The Democratic Party says it has 15 percent of the total statewide signatures needed to recall eight Republican legislators.
As recall efforts heat up and national and local news reports these efforts in Wisconsin could have historical implications, Democratic Party of Wisconsin (DPW) Communications Director Graeme Zielinski warns there may be surprises for some "more moderate" Republicans.
Currently, 16 state senators face recalls -- eight Democrats and eight Republicans.
While some Republicans, such as Sen. Dale Schultz (R-Richland Center), have come forward to express their desire to negotiate Gov. Scott Walker's budget and budget repair bill, other Republicans remain mum's the word -- or staunchly supportive of Walker's collective bargaining rights stripping and budget slashes.

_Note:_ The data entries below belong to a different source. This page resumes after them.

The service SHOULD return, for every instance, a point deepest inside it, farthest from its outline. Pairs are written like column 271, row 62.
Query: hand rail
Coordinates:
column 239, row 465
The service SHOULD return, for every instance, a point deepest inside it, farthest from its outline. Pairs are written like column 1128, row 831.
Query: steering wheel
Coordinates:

According to Zielinski, Walker supporter Sen. Alberta Darling, (R-Milwaukee) is a logical target for recall due to her largely Democratic Milwaukee district, narrow winning margin of 1,007 votes, less than 1% of voters, and the "large segment of her district that she doesn't represent properly" because she is "kind of a right-wing extremist."
Recall Darling Campaign Organizer and Shorewood, Wis., resident Kristopher Rowe told Ed Schultz Monday evening that the effort has several thousand signatures already, "and we just started."
"She's my state senator and has been a local supporter of Governor Walker's initiatives since day one," Rowe said. "She had her chance and she already voted" to support Walker's budget and budget repair bill.
"It would surprise me at this point if she did not face recall," Zielinski said.
However, Zielinski noted, "There are plenty of other senators whom everyone assumes they're safe because they've never come out with an indictment against unions."
Zielinski specifically pointed to Republican senators like Robert Cowles (R-Green Bay), topnews, and Luther Olsen (R-Ripon), who have long-term incumbencies and voting records in favor of renewable energy, felon DNA sample collecting and tighter restrictions on Medicaid expenditures. All three currently are at risk for recall, as their incumbents' coordinate efforts in their districts.
"This is stuff I never thought I'd see," he said, noting there were 800 people in Waukesha, Wis. -- one of Wisconsin's most Republican-by-votes counties -- Monday evening protesting Walker and U.S. Rep. Paul Ryan at a Charlie Sykes event. Sykes is Milwaukee's Newsradio 620 WTMJ's right-wing talk-show host.
Also Monday evening, U.S. Rep. Sensenbrenner (R-Menomonee Falls) and State Sen. Leah Vukmir (R-Wauwatosa) held a town hall meeting in conservative Wauwatosa, but after a few interruptions Sensenbrenner told citizens to "shut up" and finally gaveled the meeting to a close, prompting outbreaks of "Shame, shame shame!" from the packed audience. See video here. During the town hall meeting at the Wauwatosa Library, budget opponents sought Vukmir recall signatures in the lobby of the Wauwatosa Civic Center down the hall.
"Throw out your models. Throw out your votes from the last election. This is existential," Zielinski said.
Zielinski also confirmed the 15% figure -- the number of signatures the DPW claims to have obtained statewide for the recall of the 8 senators. The goal last weekend was to obtain 10,000 signatures for recalls. The DPW reports it has exceeded that goal by 35%, with approximately 13,500 signatures total.
"We don't want to exactly let folks know which districts we're doing well in," Zielinski reiterated, indicating the Dems wanted Republicans to feel nervous about whether they were at risk for recall.
He also said the DPW desires to pore over the results from districts' recall efforts as they roll in: "We don't want people to let up the effort. These are grassroots efforts, so we don't get the numbers exactly when we hear from them."
So, for all those Republican who are thinking, "Recall? It could never happen here," Zielinski begs to differ: "I think it just might."